4. Turning medical records into risk predictors
Once medical records are completely integrated and accessible to multiple medical professionals’ input, where do we go next? All of that data is a gold mine for analytics programs. And, while there are still a huge number of issues to overcome, big data analytics teams are creating systems to accurately predict patient risk.
To simplify, a data analytics AI, when applied to EMRs, can sift through thousands of patient records, and find the ones that are similar to a specific patient the doctor is currently examining. And while this helps with diagnosis (which comes up next), it can also be used to predict future health issues.
Doctors will be able to accurately tell patients that they need immediate testing because they are very close to having a stroke, or a myriad of other issues.
Again, there are still big hurdles in analyzing the data, but one day, doctors may be able to predict life threatening issues months before they can be detected by traditional testing methods.
5. Fast and accurate diagnosis
While WEB MD was probably a horrible precursor to this next point, the AI technology behind data-driven diagnoses is becoming more accurate everyday.
In 2016, IBM’s Watson computer was able to accurately diagnose a patient whose illness had been baffling doctors for months. This technology could increase efficiency in hospitals significantly.
While doctors and other medical professionals will always be necessary to understand the entire patient story and administer treatment, bedside AI diagnosis can quickly compare millions of patient records and look for similarities in seconds. Instead of spending hours on research, medical professionals can quickly access a list of most-likely diagnoses, and then evaluate which one most accurately fits the specific situation.
This technology can reduce ER wait times and improve workflow efficiencies for many healthcare professionals.
6. Increased health monitoring
For at risk patients, and those suffering from multiple conditions, keeping track of health factors like diet and medication can be incredibly problematic.
New advances in AI can help patients track their diet and exercise needs, and also keep them on their medication schedule. The system will keep a record of all this information, and create easy to access reports for the patient’s primary care physician and even the patients themselves.
With future developments, the system may even be able to make adjustments on behalf of the primary care physician. For example, the system could send nutritional advice updates based on the patient’s current blood sugar levels.
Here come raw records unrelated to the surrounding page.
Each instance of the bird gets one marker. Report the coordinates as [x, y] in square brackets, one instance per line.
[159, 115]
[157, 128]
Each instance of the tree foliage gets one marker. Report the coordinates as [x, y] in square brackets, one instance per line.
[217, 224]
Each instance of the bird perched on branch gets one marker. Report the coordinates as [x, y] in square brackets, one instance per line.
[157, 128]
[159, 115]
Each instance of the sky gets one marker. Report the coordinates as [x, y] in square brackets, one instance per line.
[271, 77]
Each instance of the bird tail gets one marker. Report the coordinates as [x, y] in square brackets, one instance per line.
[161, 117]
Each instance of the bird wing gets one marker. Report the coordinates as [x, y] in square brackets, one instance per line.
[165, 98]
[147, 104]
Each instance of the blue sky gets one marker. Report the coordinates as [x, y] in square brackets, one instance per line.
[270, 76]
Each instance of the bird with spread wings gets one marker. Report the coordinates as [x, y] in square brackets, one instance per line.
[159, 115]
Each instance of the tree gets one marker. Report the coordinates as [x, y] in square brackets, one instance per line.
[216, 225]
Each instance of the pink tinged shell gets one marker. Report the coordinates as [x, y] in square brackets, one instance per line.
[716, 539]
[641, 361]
Or, the system could inform a pharmacist and physician that the current dosage of medicine is negatively interacting with another prescribed medication.
Most of these developments are still a long way off, but increased health monitoring is already helping patients to accurately manage their own healthcare needs.
7. Increased precision
It’s estimated that 70% of all medical decisions are based on a pathology result. The more accurate these pathology results are, the more quickly doctors can get to the correct diagnosis.
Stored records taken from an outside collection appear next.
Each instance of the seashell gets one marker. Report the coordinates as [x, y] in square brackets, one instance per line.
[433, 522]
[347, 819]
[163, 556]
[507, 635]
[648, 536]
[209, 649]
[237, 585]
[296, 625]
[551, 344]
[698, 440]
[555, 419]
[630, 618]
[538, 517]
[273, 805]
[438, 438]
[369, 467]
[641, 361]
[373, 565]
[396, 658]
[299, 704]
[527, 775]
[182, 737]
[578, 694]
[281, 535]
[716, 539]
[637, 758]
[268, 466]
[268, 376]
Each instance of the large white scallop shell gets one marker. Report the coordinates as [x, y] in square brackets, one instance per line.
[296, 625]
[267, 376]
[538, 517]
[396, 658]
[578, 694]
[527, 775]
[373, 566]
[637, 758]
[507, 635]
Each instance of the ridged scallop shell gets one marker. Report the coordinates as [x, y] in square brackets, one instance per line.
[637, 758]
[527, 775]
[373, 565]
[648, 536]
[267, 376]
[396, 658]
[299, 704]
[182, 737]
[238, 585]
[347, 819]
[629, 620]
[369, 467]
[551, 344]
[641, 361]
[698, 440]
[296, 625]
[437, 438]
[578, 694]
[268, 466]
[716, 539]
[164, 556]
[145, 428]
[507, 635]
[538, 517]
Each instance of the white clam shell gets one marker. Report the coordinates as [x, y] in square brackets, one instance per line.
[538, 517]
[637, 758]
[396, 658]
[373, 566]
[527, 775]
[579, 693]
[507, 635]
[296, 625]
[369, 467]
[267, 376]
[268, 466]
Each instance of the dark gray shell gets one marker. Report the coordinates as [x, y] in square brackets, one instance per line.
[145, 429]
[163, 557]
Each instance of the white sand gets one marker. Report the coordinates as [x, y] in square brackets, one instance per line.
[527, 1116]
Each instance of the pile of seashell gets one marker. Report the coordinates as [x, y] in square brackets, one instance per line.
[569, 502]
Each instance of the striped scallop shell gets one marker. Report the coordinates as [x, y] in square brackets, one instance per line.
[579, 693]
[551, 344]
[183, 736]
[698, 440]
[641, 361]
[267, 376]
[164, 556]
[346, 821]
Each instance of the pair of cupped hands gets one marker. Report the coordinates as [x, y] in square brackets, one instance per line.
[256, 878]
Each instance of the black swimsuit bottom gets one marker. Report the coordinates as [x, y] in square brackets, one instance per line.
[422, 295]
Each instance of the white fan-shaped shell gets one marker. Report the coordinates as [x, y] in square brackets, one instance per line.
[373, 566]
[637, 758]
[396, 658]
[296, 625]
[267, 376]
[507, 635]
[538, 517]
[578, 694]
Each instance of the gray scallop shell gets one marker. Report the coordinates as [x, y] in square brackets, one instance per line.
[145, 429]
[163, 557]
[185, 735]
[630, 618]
New imagine analytics software can zoom in to the pixel level on extremely large digital, pathology images. The imaging software is programmed to look for signs of cancer, or other illnesses, and can detect incredibly small anomalies within minutes.
This digital analytics tool has already shown progress in flagging breast cancer from images up to 10 gigapixels in size. The huge scale of the image would make it difficult for even the most experienced human eye to catch. And even then, analyzing an image that size would take hours of their time.
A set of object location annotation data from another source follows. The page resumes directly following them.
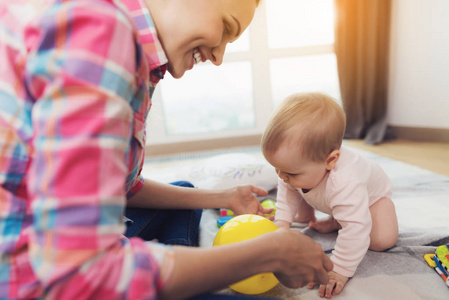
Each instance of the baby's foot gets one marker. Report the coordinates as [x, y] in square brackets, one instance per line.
[326, 225]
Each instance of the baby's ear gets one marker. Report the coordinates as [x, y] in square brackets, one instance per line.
[332, 159]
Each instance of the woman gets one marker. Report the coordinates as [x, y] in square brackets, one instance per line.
[76, 82]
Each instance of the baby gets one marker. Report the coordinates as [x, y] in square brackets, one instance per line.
[303, 141]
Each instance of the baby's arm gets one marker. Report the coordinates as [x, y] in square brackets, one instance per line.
[335, 285]
[288, 203]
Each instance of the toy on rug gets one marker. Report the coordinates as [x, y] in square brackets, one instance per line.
[241, 228]
[227, 214]
[439, 261]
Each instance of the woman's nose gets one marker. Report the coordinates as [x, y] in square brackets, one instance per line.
[217, 54]
[282, 175]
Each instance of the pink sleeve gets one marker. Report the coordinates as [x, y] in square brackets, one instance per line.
[81, 73]
[350, 207]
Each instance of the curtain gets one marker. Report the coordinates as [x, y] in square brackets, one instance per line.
[361, 46]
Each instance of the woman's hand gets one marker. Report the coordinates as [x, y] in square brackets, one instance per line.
[302, 260]
[243, 201]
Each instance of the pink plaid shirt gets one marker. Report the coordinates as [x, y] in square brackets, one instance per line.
[76, 79]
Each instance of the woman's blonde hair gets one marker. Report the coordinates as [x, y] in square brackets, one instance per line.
[321, 119]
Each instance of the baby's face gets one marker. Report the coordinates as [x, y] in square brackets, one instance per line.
[292, 168]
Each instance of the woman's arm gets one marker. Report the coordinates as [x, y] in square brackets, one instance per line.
[294, 258]
[158, 195]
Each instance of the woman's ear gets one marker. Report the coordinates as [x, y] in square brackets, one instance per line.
[332, 159]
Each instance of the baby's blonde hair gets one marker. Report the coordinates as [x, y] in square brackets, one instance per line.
[321, 119]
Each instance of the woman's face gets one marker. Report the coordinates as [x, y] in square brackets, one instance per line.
[193, 31]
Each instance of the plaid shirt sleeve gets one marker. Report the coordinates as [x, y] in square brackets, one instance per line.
[83, 74]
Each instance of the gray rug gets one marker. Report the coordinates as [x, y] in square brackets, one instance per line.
[422, 204]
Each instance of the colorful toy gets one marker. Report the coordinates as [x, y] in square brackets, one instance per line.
[222, 220]
[440, 262]
[241, 228]
[268, 203]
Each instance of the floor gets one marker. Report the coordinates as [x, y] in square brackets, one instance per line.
[433, 156]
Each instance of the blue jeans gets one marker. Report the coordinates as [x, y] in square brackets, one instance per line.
[171, 227]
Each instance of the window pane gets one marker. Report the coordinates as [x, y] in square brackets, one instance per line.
[209, 99]
[311, 73]
[298, 23]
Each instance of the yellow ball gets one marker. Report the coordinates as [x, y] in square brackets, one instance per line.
[241, 228]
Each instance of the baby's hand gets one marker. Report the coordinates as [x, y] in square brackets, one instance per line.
[335, 285]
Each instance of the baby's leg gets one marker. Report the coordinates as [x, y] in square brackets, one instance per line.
[384, 232]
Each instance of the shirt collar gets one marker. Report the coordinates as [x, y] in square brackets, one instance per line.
[147, 31]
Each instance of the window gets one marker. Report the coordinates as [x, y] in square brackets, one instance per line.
[288, 48]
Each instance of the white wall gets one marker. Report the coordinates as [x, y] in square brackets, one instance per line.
[419, 64]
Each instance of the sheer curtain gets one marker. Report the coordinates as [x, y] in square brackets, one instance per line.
[361, 46]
Saving time and lives, this increased precision is set to make a huge impact on the way healthcare is provided to patients.
The key to successful AI integration is solving different technical problems yet to be worked out in the systems above. They still require a lot of testing, and there will always be room for human input and error. But, with the right integration, AI can reduce burnout for medical professionals, and increase patient safety and care for those who need it most.